The miners' strike was one of the most complex, exhausting and unforgettable stories I have ever worked on.
When it began, I had just started a new job covering Scottish news for BBC radio.
By the time it finished, I had been to every pit in Scotland, I'd seen violent clashes between pickets and police, and I'd witnessed the collapse of negotiations between Arthur Scargill and Ian MacGregor.
My first experience of the miners' anger about pit closures came in the days leading up to the strike.
There were flashpoints between police and miners during the strike
Men from Polmaise colliery had already gone out because their pit was one of the first on the list.
The Polmaise strikers converged on a meeting of Scottish miners' leaders in Edinburgh trying to persuade them to bring the rest of the coalfield out too.
As the meeting dragged on, tempers frayed among the miners outside.
Seized by the lapels
They charged into the hotel and began ejecting journalists.
I can clearly remember being seized by the lapels and thrown down the stairs.
A few days after that, Scottish miners' leaders declared an area strike but some pits were divided.
There was an angry meeting at Bilston Glen colliery outside Edinburgh where some men insisted they wanted to work.
Their pit was not threatened with closure.
Ian MacGregor himself had told them they had a future.
On the first Monday of the strike, this is where the trouble was.
Many of the striking miners were defiant
Watching the picket line violence, I had no idea how often I would be back.
On and off, throughout the year, Bilston Glen was a flashpoint.
I saw a working miner attacked in the car park, striking miners dragged away by police, rolls of coal board barbed wire spread out round the perimeter, stones flying out of the morning sun.
Once a stray missile even clattered off my reel-to-reel tape machine.
And of course, Bilston Glen was where an NUM official picket Jackie Aitchison was sacked for stepping across a white line painted by the coal board on the public road outside the pit yard.
I have memories, too, of Ravenscraig and the tensions between miners and steelworkers.

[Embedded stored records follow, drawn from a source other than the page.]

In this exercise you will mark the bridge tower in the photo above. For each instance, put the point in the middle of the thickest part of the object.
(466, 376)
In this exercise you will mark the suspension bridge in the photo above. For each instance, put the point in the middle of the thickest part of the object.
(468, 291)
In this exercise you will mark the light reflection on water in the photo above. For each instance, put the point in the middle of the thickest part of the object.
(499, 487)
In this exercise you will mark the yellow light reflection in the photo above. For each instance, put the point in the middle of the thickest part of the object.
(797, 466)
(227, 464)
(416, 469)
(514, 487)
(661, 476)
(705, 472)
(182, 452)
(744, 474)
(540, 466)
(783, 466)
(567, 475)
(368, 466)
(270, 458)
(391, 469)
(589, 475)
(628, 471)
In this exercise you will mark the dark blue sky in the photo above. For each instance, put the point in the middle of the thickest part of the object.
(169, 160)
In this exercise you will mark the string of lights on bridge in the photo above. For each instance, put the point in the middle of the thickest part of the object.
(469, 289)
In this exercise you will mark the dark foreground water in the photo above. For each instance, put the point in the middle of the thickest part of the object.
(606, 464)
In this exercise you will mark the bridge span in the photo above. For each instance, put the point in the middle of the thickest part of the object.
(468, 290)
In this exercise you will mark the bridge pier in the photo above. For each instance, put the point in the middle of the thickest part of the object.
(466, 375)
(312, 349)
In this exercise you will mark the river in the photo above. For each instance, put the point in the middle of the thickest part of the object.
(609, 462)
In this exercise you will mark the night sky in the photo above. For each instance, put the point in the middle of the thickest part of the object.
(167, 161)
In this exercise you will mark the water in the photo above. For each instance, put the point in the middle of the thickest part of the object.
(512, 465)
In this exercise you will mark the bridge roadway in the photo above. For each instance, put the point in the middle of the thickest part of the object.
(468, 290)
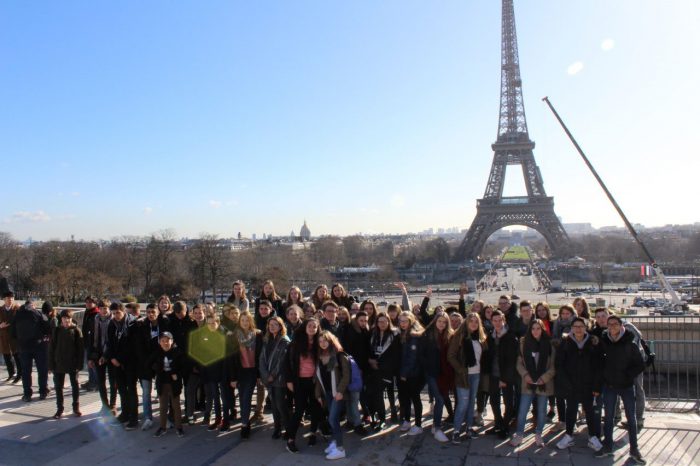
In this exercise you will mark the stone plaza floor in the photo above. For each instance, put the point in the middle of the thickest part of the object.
(30, 436)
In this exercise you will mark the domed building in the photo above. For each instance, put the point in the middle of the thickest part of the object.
(305, 233)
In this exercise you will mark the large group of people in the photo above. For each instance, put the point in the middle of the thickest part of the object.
(330, 359)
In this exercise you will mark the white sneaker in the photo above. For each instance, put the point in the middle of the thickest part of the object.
(594, 444)
(336, 454)
(516, 440)
(565, 442)
(330, 447)
(440, 436)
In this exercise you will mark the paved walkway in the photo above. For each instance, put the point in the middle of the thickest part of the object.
(29, 436)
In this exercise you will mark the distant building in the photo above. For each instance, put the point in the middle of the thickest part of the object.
(305, 233)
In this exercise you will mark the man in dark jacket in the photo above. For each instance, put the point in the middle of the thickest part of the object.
(88, 329)
(622, 362)
(501, 366)
(31, 329)
(120, 354)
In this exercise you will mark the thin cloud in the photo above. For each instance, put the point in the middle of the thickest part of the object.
(23, 216)
(575, 68)
(607, 45)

Today, the Ravenscraig site at Motherwell has been levelled but at the time of the 1984 miners' strike it was the centre of steel-making in Scotland and one of the key conflict zones of the year-long dispute.
It was a pressure point.
If the miners' pickets could prevent coal and iron ore going in, they could bring steel production to a standstill.
In the days before mobile phones and satellite trucks, I had to broadcast from a phone box 50 yards from the main gate, as busloads of miners arrived to confront hundreds of police.
As the miners' strike went on, union leaders faced desperate choices.
The future of the Ravenscraig works was known to be at risk and though the huge plant survived the strike, it only struggled on for a few more years.
The strike was not all sound and fury.
In the course of the year, there was also hardship and despair.
I met strikers who had sold cars and houses and strike-breakers who had gone back to work - some broken, some defiant.
It was a battle of ideas. These were the early years of Margaret Thatcher but many in Scotland were still resisting.
The miners' union had defeated governments in the past; this time Mrs Thatcher was ready to take them on.
When the strike ended I went to Frances colliery in Fife to watch the men march back to work.
It was an emotional occasion made even more difficult for those returning because more than 200 miners across Scotland had been sacked during the strike.